Following the agreement of a third Brexit extension until the 31st January 2020, the UK Parliament voted in favour of an early UK general election, which took place on the 12th December. What outcomes should we expect from the results? Discover the analysis of Dirk Schumacher, Head of European Macro Research at Natixis.

Convincing victory for Tories in UK elections: Brexit will now “get done”


Natixis infographie Brexit TimeLine-EN

A landslide victory for the Conservatives

The Tories gained an absolute majority with the obtention of 364 seats in yesterday’s election. The result paves the way for an approval of Mr. Johnson’s withdrawal agreement by Parliament. There is now little doubt that the UK will leave the EU by the end of January.

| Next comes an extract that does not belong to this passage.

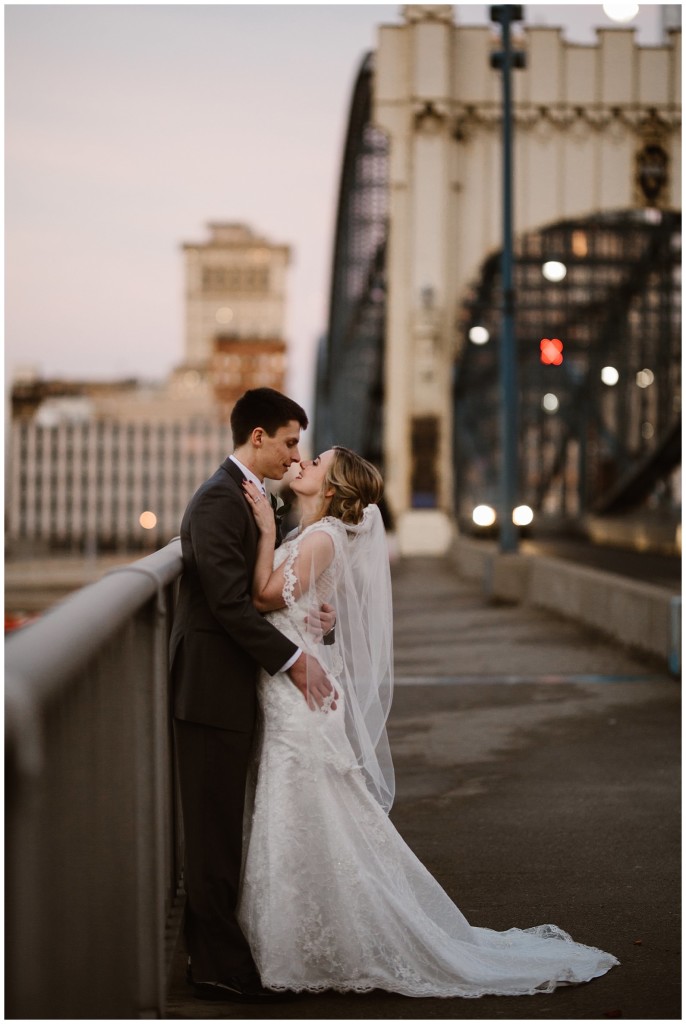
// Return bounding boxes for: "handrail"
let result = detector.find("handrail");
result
[6,541,182,732]
[6,538,184,1019]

The next step in the Brexit process is the negotiation of a trade deal between the EU and the UK, for which the deadline is the end of 2020. Until then a transition phase will set in, during which there are no material changes from the current status quo. The deadline clearly looks ambitious, not least as similar negotiations with other countries lasted several years before an agreement was found. Thus, while Mr. Johnson has said repeatedly that it should be possible to negotiate a deal by then, this seems rather unlikely. Consequently, the risk of a hard Brexit at the end of 2020 still exists.

A new deadline extension to come?

It seems likely, however, that the deadline will simply be extended, despite vows of Mr. Johnson and the Tories not to do so. For one reason, neither the EU nor the UK have any interest – now that Brexit is a fact – to have another cliff edge risk end of next year. Mr. Johnson must show now that Brexit “works”, and that the UK will be better off outside the EU. Mr. Johnson will most probably end up being quite flexible, in line with his past behavior on this matter. Moreover, the strong result in yesterday’s election has clearly strengthened Mr. Johnson’s position within the Tories, reducing the risk of a revolt of the “hardcore” Brexiteers within his party should the deadline be extended.

The EU, on the other hand, will have to find a modus operandi with the UK and develop a new working relationship. The EU will certainly try to extort some concessions from the UK in the negotiations and there can be little doubt that there will be a price to pay in terms of market access for the UK. But the EU will ultimately want to reach an agreement with the UK. All this points to long-lasting, but still constructive negotiations.

A reenergized market

Markets reacted quite positively to the outcome, though this may be more a consequence of what the alternatives looked like than a genuine belief that Brexit will be beneficial for the UK. In any case, uncertainty over the future of the country now looks smaller than over the last couple of months. One could expect this to also translate into some pick up in investment spending, which has been essentially flat since 2016. This, and a strong expansion of government spending, should lead to a gradual re-acceleration of growth in the UK in the coming quarters.